Inoltre, questa forma di comunicazione tende a ridurre il discorso a brevi annotazioni impressionistiche e a regredire culturalmente. (Se un tempo i discorsi dei politici contavano decine di migliaia di parole), oggi i post che fanno maggiormente opinione su Facebook (66%) non superano gli 80 caratteri; la multimedialità colpisce l’attenzione, ma resta alla superficie delle cose: «Il cervello processa i contenuti video 60.000 volte più rapidamente dei testi. La maggior parte dei primi dieci video più visti in Europa nel 2018 sulla piattaforma You Tube non supera i 2 minuti […]. In Italia gli utenti preferiscono guardare video che durino in media fra i 30 e i 50 secondi» (pp. 38 s).

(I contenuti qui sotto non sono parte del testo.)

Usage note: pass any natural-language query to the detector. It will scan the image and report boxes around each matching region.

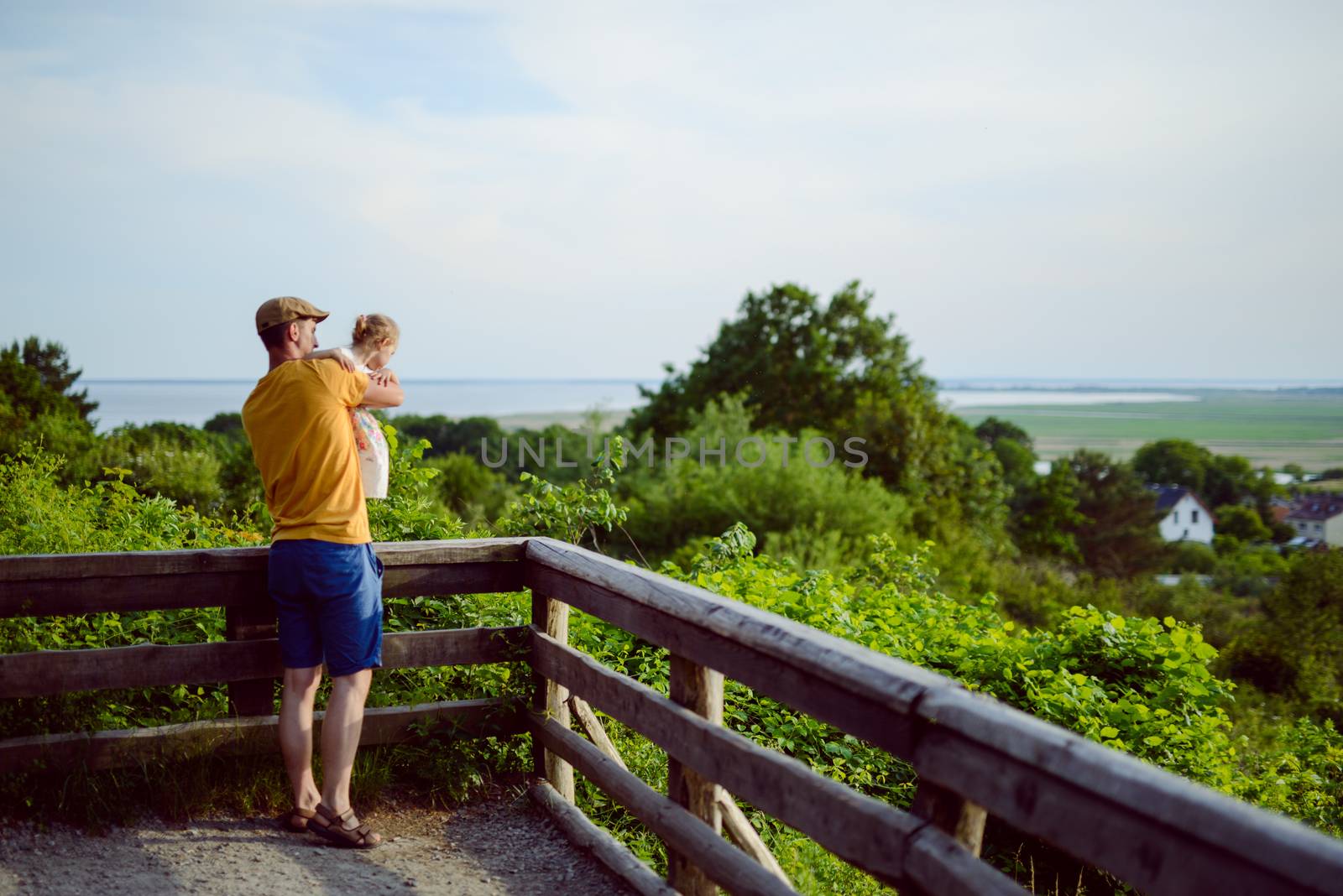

Da qui una diminuzione anche del tempo dedicato alla lettura di un testo (8 secondi in media, a fronte dei 12 secondi nel 2000), che rischia di ridurre il dibattito su questioni complesse – con conseguenze a volte irreversibili, come nel caso della Brexit – a colpi di slogan e titoli colorati. L’autore riprende una metafora utilizzata da Nicholas Carr sul differente impatto che tutto ciò presenta sui processi cognitivi: «Una volta ero un subacqueo nel mare delle parole. Adesso sfreccio sulla superficie come ragazzino in acquascooter» (p. 41). Si manifesta quindi la tendenza a una pericolosa omologazione culturale su tematiche fondamentali per il vivere comune, che può diventare un grave pericolo per lo stato di salute delle democrazie delle società occidentali.
Alla luce di queste analisi, l’autore si chiede come sia possibile invertire tale tendenza, dato che il web rimane un punto di non ritorno. La parte finale del libro cerca di elaborare possibili proposte, come, ad esempio, la promozione del giornalismo di qualità: i media esercitano di fatto una funzione di controllo, mettendo in guardia da un uso improprio dei social e da possibili manipolazioni dei dati a disposizione, come è accaduto nel corso dello scandalo di Cambridge Analytica.
Vi è poi il ruolo indispensabile delle istituzioni, che devono tutelare il bene comune della collettività, obbligando i grandi gestori dei siti e dei canali social a vigilare sui contenuti postati. […].
Vi è infine il compito del mondo educativo e sociale – scuola, famiglia, associazioni culturali e religiose -, perché l’educazione al digitale divenga sempre più oggetto di specifici curricula (p. 129).
La sfida deve porsi su un altro piano, come quello della promozione degli aspetti etici del web che favoriscono lo scambio, il rispetto e l’impegno collettivo […] (Betty Varghese, La Civiltà Cattolica, n. 4095 del 6/20 febbraio 2021, pp. 307-309).